1

I'm trying to execute a construct query over Wikidata using the following code snippet:

construct = "CONSTRUCT { " +
            "   ?s <http://schema.org/about> ?wikipedia ." +
            "} where { " +
            "   OPTIONAL{ " +
            "      ?wikipedia <http://schema.org/about> ?s ; <http://schema.org/inLanguage> ?language ; <http://schema.org/isPartOf> <https://en.wikipedia.org/> . " +
            "   } "+
            "   ?s ?p1 <http://www.wikidata.org/entity/Q12136> . " +
            "}";
            repo = new SPARQLRepository("https://query.wikidata.org/sparql");
            repositoryConnection = repo.getConnection();
            query = repositoryConnection.prepareGraphQuery(construct);
            rs = query.evaluate();
            while (rs.hasNext()) {
                Statement statement = rs.next();
            }

Unfortunately this results in a parse error:

WARN org.eclipse.rdf4j.rio.helpers.ParseErrorLogger - [Rio error] IRI included an unencoded space: '32' (7730, -1)
org.eclipse.rdf4j.query.QueryEvaluationException: org.eclipse.rdf4j.query.QueryEvaluationException: org.eclipse.rdf4j.rio.RDFParseException: IRI included an unencoded space: '32' [line 7730]
    at org.eclipse.rdf4j.query.impl.QueueCursor.convert(QueueCursor.java:58)
    at org.eclipse.rdf4j.query.impl.QueueCursor.convert(QueueCursor.java:22)
    at org.eclipse.rdf4j.common.iteration.QueueIteration.checkException(QueueIteration.java:165)
    at org.eclipse.rdf4j.common.iteration.QueueIteration.getNextElement(QueueIteration.java:134)
    at org.eclipse.rdf4j.common.iteration.LookAheadIteration.lookAhead(LookAheadIteration.java:81)
    at org.eclipse.rdf4j.common.iteration.LookAheadIteration.hasNext(LookAheadIteration.java:49)
    at org.eclipse.rdf4j.common.iteration.IterationWrapper.hasNext(IterationWrapper.java:63)
    at eu.qanswer.mapping.mappings.informa.Refactor.main(Refactor.java:227)

As far as I understand in Wikidata there are some uris that are not encoded correctly, i.e. a space is there.

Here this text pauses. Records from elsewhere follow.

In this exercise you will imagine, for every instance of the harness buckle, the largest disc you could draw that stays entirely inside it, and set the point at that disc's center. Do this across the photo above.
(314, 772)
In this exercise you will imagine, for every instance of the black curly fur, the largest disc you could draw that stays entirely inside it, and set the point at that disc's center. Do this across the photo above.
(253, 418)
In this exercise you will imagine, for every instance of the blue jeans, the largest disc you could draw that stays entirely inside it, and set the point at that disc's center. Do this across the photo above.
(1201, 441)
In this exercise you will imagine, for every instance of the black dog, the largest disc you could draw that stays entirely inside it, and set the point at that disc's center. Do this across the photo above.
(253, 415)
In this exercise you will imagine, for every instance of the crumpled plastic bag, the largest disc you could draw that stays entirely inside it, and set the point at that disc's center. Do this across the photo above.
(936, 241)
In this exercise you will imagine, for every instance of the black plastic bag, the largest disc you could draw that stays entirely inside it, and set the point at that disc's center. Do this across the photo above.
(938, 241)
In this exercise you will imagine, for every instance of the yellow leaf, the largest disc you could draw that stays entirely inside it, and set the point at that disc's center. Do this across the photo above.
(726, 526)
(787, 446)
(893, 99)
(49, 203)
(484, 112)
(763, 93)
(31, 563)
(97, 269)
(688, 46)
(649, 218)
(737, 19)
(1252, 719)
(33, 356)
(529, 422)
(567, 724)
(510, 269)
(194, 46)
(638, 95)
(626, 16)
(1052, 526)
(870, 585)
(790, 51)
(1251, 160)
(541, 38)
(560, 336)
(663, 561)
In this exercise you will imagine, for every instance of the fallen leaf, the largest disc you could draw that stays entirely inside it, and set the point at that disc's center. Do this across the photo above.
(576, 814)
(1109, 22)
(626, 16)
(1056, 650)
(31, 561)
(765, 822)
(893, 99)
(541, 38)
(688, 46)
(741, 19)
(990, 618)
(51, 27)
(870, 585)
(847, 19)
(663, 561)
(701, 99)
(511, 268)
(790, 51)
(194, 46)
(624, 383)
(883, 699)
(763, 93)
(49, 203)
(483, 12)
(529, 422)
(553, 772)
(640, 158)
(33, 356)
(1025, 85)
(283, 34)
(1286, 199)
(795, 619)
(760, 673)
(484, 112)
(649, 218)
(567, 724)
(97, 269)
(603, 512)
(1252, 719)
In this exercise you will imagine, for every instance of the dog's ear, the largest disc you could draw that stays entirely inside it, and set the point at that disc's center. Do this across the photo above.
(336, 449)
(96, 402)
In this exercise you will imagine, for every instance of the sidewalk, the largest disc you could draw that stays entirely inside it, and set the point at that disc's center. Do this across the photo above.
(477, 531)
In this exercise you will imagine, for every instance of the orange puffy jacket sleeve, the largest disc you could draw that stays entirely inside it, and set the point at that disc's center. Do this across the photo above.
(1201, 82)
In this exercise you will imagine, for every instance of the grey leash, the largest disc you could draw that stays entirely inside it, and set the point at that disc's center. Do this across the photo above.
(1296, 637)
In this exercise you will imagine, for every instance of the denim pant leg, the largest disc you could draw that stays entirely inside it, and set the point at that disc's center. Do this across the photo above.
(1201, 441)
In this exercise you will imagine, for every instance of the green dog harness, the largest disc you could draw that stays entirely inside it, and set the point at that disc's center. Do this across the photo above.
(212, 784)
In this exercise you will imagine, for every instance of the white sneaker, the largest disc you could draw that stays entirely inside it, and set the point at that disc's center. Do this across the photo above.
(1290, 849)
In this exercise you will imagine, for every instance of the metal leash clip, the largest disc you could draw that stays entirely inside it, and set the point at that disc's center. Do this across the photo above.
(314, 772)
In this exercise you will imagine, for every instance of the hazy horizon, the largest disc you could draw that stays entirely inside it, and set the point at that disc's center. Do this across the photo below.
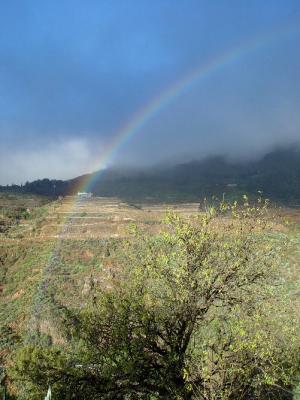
(73, 75)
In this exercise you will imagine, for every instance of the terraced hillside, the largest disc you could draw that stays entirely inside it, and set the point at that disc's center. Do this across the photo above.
(53, 255)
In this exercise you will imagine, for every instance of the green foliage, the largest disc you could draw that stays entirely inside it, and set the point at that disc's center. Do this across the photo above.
(194, 312)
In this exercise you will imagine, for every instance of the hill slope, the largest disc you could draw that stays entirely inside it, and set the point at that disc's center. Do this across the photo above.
(277, 174)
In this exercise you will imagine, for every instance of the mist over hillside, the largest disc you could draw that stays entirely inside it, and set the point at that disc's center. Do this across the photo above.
(277, 174)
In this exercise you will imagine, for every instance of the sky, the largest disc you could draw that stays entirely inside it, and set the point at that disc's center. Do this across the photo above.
(74, 73)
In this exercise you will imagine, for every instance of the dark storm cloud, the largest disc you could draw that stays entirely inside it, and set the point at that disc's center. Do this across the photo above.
(72, 73)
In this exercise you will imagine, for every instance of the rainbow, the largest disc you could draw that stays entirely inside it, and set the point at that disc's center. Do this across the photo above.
(168, 95)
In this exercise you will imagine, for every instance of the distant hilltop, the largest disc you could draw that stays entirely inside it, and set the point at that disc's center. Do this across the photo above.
(277, 175)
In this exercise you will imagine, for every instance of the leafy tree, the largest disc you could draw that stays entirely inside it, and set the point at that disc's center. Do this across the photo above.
(194, 312)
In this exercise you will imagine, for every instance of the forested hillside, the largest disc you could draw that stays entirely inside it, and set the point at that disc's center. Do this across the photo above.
(277, 174)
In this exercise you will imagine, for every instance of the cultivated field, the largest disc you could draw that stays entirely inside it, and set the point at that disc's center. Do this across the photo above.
(52, 255)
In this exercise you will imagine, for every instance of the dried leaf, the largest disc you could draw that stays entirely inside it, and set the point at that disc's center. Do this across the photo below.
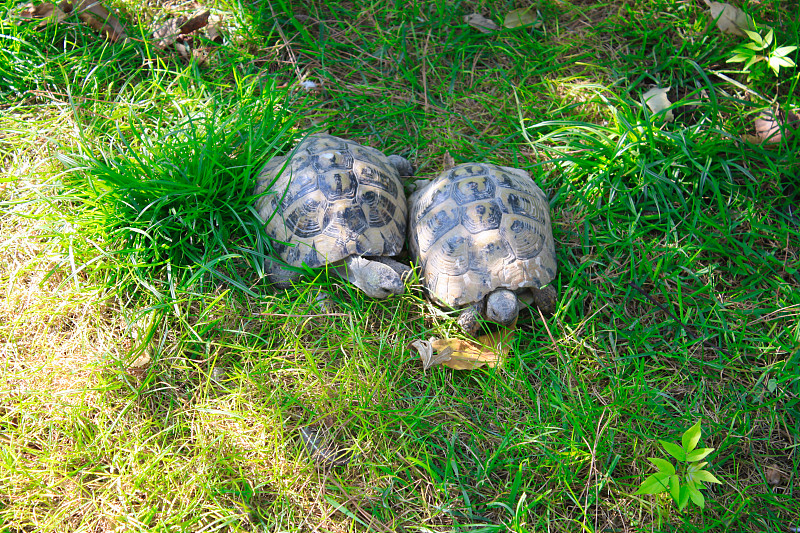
(468, 355)
(521, 17)
(773, 475)
(656, 99)
(481, 23)
(730, 19)
(425, 349)
(183, 50)
(48, 12)
(166, 34)
(322, 449)
(104, 22)
(195, 23)
(213, 33)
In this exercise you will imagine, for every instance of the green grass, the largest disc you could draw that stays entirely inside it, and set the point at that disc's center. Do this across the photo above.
(150, 379)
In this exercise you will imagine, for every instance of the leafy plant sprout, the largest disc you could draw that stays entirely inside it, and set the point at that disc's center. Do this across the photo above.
(685, 482)
(762, 49)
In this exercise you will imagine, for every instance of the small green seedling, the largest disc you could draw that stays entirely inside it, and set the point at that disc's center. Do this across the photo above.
(759, 50)
(683, 484)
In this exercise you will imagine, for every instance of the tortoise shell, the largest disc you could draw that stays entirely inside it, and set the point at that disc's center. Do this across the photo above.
(329, 199)
(480, 227)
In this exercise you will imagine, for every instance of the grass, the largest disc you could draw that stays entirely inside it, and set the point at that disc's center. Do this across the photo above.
(150, 379)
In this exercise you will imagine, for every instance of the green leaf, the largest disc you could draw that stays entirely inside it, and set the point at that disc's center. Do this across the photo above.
(675, 488)
(754, 36)
(663, 465)
(684, 497)
(655, 484)
(705, 475)
(519, 17)
(698, 454)
(694, 467)
(783, 50)
(696, 496)
(782, 61)
(739, 58)
(674, 450)
(753, 60)
(691, 437)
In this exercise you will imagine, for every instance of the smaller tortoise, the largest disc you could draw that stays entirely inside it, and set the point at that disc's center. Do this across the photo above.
(481, 235)
(335, 202)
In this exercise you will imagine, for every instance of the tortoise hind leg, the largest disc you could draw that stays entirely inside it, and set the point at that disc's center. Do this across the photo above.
(375, 278)
(502, 307)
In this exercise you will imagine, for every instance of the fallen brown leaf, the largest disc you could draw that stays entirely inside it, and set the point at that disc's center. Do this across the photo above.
(98, 18)
(481, 23)
(213, 33)
(195, 23)
(488, 350)
(656, 99)
(166, 34)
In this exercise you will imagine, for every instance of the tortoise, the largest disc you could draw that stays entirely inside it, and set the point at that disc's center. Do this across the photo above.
(335, 202)
(482, 236)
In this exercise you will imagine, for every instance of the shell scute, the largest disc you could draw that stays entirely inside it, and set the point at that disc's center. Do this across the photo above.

So the rdf4j parser complains. Is there a way to configure the parser in a less strict way?

Thank you D063520

Stanislav Kralin
  • 11,070
  • 4
  • 35
  • 58
D063520
  • 113
  • 6
  • honestly, I doubt your query will return anything but lead to a timeout. `OPTIONAL` is a left-join, thus, not commutative. The order matters. The `OPTIONAL` should come after the triple pattern. Compare yours to [this](https://w.wiki/FuH) - I also tried with Jena and it works without a parser error. – UninformedUser Jan 21 '20 at 11:46
  • Why you say it times out? Even the link you pasted does not time out but returns a result ? – D063520 Jan 21 '20 at 12:07
  • Well, yes - but the link I posted has `OPTIONAL` **after** the triple pattern ... you can try the same with your query in the web UI. I bet you'll get a timeout – UninformedUser Jan 21 '20 at 12:11
  • 1
    You were right, the problem is that he stream the first results he gets and then he sends some error message (timeout) which makes the parser break. Thank you! – D063520 Jan 21 '20 at 12:33

1 Answers1

1

As you discovered, the problem here is that your query times out at the server end. The error message you get from RDF4J is confusing, but the cause is that the server endpoint does not correctly communicate that there is a problem: it just creates a 200 HTTP response (so RDF4J thinks everything is OK and starts processing the response body). Halfway through the server suddenly throws an error into the response body, which then makes the RDF4J parser throw this error.

Jeen Broekstra
  • 21,642
  • 4
  • 51
  • 73